In the first quarter of 2011, there were just two cases reported in East Staffordshire.

But there have already been 29 reports of people contracting the illness in 2014.

This reflects a county-wide trend that has seen reported cases jump for five in 2011 to 50 this year.

Nationally, levels of the disease have hit a 30-year high.

Mark Sutton, Staffordshire County Council’s public health boss, said: “There has been a sharp rise in the number of reported cases in the county and across the country.

“The council’s public health team is working closely with regional colleagues to see if there is a reason for the increase, particularly in East Staffordshire and in the meantime it is sensible to see your GP if you think your child may have symptoms.”

Symptoms of scarlet fever include a fine, pink-red rash that ‘feels like sandpaper’ to touch.

It can start in one area but spread quickly to the ears, neck and chest.

Sufferers will also have a high temperature, a ‘flushed’ face and a red, swollen tongue.

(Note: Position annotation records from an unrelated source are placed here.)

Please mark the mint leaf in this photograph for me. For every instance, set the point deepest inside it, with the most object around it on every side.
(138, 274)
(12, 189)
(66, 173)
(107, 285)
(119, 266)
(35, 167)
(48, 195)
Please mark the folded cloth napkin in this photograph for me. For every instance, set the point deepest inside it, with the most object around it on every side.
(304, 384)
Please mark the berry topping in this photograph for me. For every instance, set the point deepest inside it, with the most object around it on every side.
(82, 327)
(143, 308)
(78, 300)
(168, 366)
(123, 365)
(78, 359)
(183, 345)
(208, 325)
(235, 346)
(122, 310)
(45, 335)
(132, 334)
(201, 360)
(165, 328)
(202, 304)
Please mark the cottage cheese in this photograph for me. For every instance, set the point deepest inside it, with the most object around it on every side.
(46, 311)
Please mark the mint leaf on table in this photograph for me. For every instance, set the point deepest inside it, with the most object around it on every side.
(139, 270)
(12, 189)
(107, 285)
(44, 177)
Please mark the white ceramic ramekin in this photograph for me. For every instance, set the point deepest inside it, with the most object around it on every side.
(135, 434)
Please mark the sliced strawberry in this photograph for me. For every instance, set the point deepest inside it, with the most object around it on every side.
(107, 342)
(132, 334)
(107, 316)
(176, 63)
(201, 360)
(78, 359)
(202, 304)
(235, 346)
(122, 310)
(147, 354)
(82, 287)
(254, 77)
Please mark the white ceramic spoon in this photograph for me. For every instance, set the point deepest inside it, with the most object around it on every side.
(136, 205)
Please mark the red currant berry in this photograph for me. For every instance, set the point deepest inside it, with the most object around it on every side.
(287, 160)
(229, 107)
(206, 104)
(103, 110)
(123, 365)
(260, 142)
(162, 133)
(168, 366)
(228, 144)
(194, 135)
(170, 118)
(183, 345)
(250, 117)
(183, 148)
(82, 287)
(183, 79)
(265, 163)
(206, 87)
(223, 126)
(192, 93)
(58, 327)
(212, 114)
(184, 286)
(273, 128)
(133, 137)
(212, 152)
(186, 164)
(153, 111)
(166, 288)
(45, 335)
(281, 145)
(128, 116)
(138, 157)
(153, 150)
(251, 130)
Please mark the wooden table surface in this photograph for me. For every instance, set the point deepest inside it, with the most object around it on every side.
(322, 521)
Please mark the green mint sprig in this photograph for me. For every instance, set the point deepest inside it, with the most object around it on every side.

Although most scarlet fever cases are mild and can be treated by antibiotics, there is no vaccine and the condition can lead to complications in some children.

Dr Alison Teale, consultant in public health with Staffordshire County Council, said: “If children do have symptoms such as the fine red rash and high temperature then they should contact their GP as soon as possible.

“Although most children respond very well to antibiotics, the illness is very infectious so it is important that people are treated as swiftly as possible.”

Public Health England is looking into possible reasons for the spike in cases of the infection.

Scarlet fever is a bacterial illness that causes a distinctive pink-red rash.

It is mainly caught by children, most commonly between the ages of two and eight.

Although historically a very dangerous infection, it has now become much less serious.